On my travels I had been persuaded by other travellers to take the 7km hike up Adam’s Peak, one of the foremost pilgrimage sites for Buddha fans in Asia. The sunrise looked amazing from the video footage that I saw, making the tiring 5500+ step climb a worthwhile experience. I arrived in Dalhousie already feeling weary after scenic, yet long and uncomfortable train and tuktuk rides. The village at the base of the peak is little more than a few guest houses and shacks made out of corrugated iron and wood, held together with hope. The shops all sold the same things and I decided to purchase some bananas (energy food) and a rain coat as the weather had really taken a downturn. “You have good height!”, a shopkeeper shouted at me as I walked past. I wish that could help my ascent in some way, I thought.

After checking in to my guest house, I realised that I may have made an error. The White House is little more than a few wooden huts with basic facilities. My room had no sink and a traditional hole in the floor ‘toilet’. But no worries – I had to wake up at 2am anyway. What could possibly go wrong?

After being woken by noisy neighbours before 2am, I dressed for the climb feeling a terrible sense of foreboding. 7km is a long way. Up! I noticed that my bunch of bananas seemed smaller. I was sure that I had bought four… weird… When I picked up my bag I saw a half eaten banana, munched on by a rat whilst I slept. Ugh, I thought I’d heard squeaking during the night!

It started to drizzle as I began the ascent with a couple who I’d met the night before. Nevertheless, we still made good pace in the semi-darkness; the lighting was barely adequate in places, but enough to avoid hazards and to skirt around elderly climbers who were risking an aneurysm for their faith. Around the halfway point, the ‘heavens’ opened. We managed to take shelter in a dark shack which was soon populated with at least 50 other climbers, desperate for shelter. Despite the downpour, there was more resolve than negativity. Everyone knew that the weather could change quickly at the summit, nestled in the clouds.

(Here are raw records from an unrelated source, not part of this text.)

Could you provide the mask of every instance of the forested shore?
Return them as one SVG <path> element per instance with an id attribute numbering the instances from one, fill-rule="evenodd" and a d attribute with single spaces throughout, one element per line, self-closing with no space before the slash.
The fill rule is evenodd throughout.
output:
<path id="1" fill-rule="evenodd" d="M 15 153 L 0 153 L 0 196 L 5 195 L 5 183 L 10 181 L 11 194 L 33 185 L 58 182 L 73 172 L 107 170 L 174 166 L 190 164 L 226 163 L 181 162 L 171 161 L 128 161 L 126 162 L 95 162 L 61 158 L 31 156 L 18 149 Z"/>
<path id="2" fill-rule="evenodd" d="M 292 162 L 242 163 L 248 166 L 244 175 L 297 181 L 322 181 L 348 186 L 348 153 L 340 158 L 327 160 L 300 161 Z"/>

I have to climb up there?!

Eventually we continued our ascent, in a constant light rain and wind, which grew stronger as we rose higher. Nearer the summit the steps became steeper and the temperature had really dropped. Why did they make it so hard? These Buddhamentalists are masochists, I thought, wondering if my legs would keep going. At the top there was no feeling of elation, as we all waited in the storm, praying for the big man to just give us a glimpse of an amazing sunrise, as we wandered around the temple with ice-cold bare feet. Then, the mist magically clearedFor less than 10 minutes. But it was better than nothing. The descent was no less painful, but it did offer us some good views, in between clouds. Not what we were hoping for. But it was still a worthy achievement; it’s hard to predict the weather at altitude.

Once I’d checked out of my rat refectory, I began the journey to Kandy. On the train I met a young German girl called Julia who I ‘buddied up’ with to look around Kandy after checking in to our guesthouse. “The shower is perfectly safe, as long as you don’t touch the shower head”, the owner explained, pointing to exposed wires. Understood. We took refuge from the rain (again) in a *****TOURIST TRAP ALERT***** traditional Kandyan dance show. Surprisingly, it was actually very entertaining and impressive. It seems that the male dancers can easily get away with wearing their grandmothers’ jewellery if they can perform back flips whilst dancing to drum beats. It somehow worked.

Over breakfast the next day, the guesthouse owner told us that many people had lost their lives in floods across Sri Lanka. And it was still raining. There were landslides on the road all around Kandy. We were determined to see as much as possible, in spite of the rain, and had a look at the Temple of the Tooth. This houses a tooth taken from the ashes of Buddha’s cremation. But you can’t see it, you can only see where it’s housed. Good enough for me. We also looked around a few smaller temples. At one we were ‘blessed’, in my opinion against our will, by a Buddhist monk. I would like to go on record now by saying that he will be the first and last man who I allow to run his fingers through my hair and stroke my face. He barely touched Julia.  He didn’t even try to hide his disappointment at the modest donation that we gave! He’d met the Dali Lama don’t you know… We ended the day by getting soaked up at the big Buddha statue overlooking the picturesque town. Of course, our views were slightly obscured by clouds. This damn rain is starting to get to me. My only souvenirs of Sri Lanka so far, are a rain coat and umbrella. It has to stop raining soon or else we will need to travel by ark.